SeyCCAT has the ability to receive different forms of donations, contribute to actions which focus on climate resilience, and relieve existing debt that brings down the resilience levels of the nation.

This is only one example and there are a myriad of options which could be implemented as part of a debt swap. However, it would be important to identify those which are focused on economic empowerment and climate resilience which could lead to higher private sector investments for climate finance. 

 

Green recovery

 

Among key components that could lead to a green and climate resilient recovery interlinked to debt relief are climate commitments by debtor countries which present ambitious actions aligned with the Paris Agreement.

However, many countries that suffer due to debt are countries that are also highly climate-vulnerable while only emitting small amounts of greenhouse gases. In these cases, it is important to align the requirements of ambition with aspects of addressing climate risks and scaling up resilience, which will provide a more holistic approach to addressing climate impacts. This could be done by setting up different forms of climate risk management mechanisms, including risk finance and risk transfer options.

It is also important that these climate commitments are country-driven and country-owned, generated through processes that are evidence-based and not ad hoc. A swap built on ad hoc actions could result in the exacerbation of existing vulnerabilities and thereby undermine investments into scaling up climate resilience. 

Additionally, scaling up investments in risk financing tools and instruments could also form a central component of debt relief. This includes Climate and Disaster Risk Finance and Insurance (CDRFI), which could contribute to managing and reducing existing vulnerabilities and risks while providing opportunities for scaling up climate action and enhancing climate investment.  

 

V20 proposals for debt restructuring

 

In 2021, the Finance Ministers of the Vulnerable Twenty (V20) group, which represents 55 climate-vulnerable countries around the world including Sri Lanka, made a Statement on Debt Restructuring for Climate-Vulnerable Nations. This statement highlighted a debt restructuring initiative for countries that are burdened by debt. The V20 proposal and initiative represent a climate-debt swap which includes the reduction of debts and debt servicing of developing countries based on plans which aim at climate resilience and prosperity.

From proposal to implementation, it would be important to consider how proposed debt swaps and related activities could be built on existing national mechanisms and the processes that countries own. This would help to maximise the benefits of existing resources and avoid duplication of investment. 

Furthermore, technical capacity-building on the application of different forms of debt swaps that could generate, accelerate, or scale up climate action and green recovery could contribute to country-owned solutions for unsustainable debt situations. 

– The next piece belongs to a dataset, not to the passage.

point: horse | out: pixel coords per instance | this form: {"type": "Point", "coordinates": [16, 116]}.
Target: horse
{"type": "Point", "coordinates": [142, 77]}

Similarly, information-sharing and knowledge management processes could contribute to an exchange of experiences and lessons learnt that enhances the effectiveness of debt-for-climate swaps. Examples and success stories, concepts, and the innovative application of these concepts could support countries to better understand the potential application of a debt-swap integrating common elements to scale up investment potential and contribute to a successful debt relief aligned with climate resilience on all levels and for all stakeholders.